There was not a link with a campus newspaper cartoon parodying the Prophet Mohammad about the same time and an editorial criticizing Arabs although those items did anger Muslim students. Even if there had been a link, it certainly would not justify trying to murder innocents.
Nevertheless, for the sake of argument, what if there had been a cartoon connection? What if Taheri-azar tried to kill those students (he’s charged with attempted murder) specifically in response to the Mohammad drawing? Suddenly the violent protests that followed the publishing of similar cartoons in Europe would be at our front door.
Let’s continue my hypothetical. Assume you are the president of another university: an intended bastion of freedom of speech and press. You, as president, learn that Taheri-azar’s attack was a direct result of cartoons of the Prophet in the UNC campus newspaper. On your campus, your student editor wants to publish similar cartoons. Or, more seriously, your editor prints a cartoon of Mohammad without consulting you and infuriates Muslims. In response, they hold demonstrations. You hear of anonymous threats of violence. Aside from security precautions, how do you handle that? Do you apologize to the Muslim community and say that the cartoon is an act of press freedom and they must accept it? Do you apologize, condemn the cartoon and increase your oversight of the student newspaper? Do you apologize at all? And what if the cartoon has not yet been published? Do you permit it and cite press freedom? If you block it, what is your justification for muzzling student expression?
Let’s take my hypothetical to the extreme. You know of the UNC attack and its link (again, hypothetical) with a Mohammad cartoon, you allow your newspaper to run a similar cartoon, and violence breaks out. Students are hurt and parents outraged. It is time to look victims’ parents in the eye. What do you say to justify their injured children? Do you apologize but insist the risk was worth exercising freedom of the press?
When I was a journalist, I was an absolutist. It was press freedom or else. I took it personally whenever I perceived that someone was trying to stifle my work, and I especially resented the powerful who tried to pressure bosses into stopping hard-hitting stories. In the years since I left the Fourth Estate I regularly work with those on the receiving end of harsh and sometimes inaccurate reporting. I see their pain and feel it. Yet even if we complain to reporters, I still tell clients that our discomfort is the price of living amidst a free press.

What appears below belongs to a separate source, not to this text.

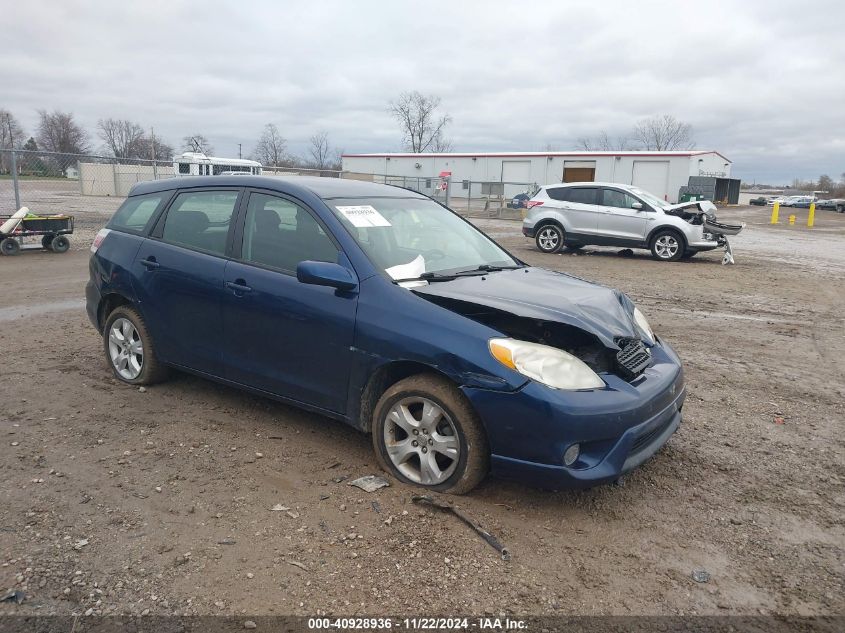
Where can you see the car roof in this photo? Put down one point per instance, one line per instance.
(589, 184)
(325, 188)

But I believe there is a significant difference between reporters who get the story wrong while trying to get the “bad guys” and journalists publishing dangerously inflammatory political cartoons just because they have the right to do so.
Few American newspapers have printed the original Denmark cartoons. (You can find the drawings on the Internet.) In a Washington Post column Bill Bennett and Alan Dershowitz criticized the U.S. press for timidity by shying away from reprinting the offending representations of Mohammad. They said the press surrendered to radical Islamist intimidation.
I disagree. I don’t think journalists ought to intentionally incite, especially minority groups, by knowingly insulting religious beliefs. It’s unnecessary and uncivilized. That’s not a bold free press. That’s intellectual violence.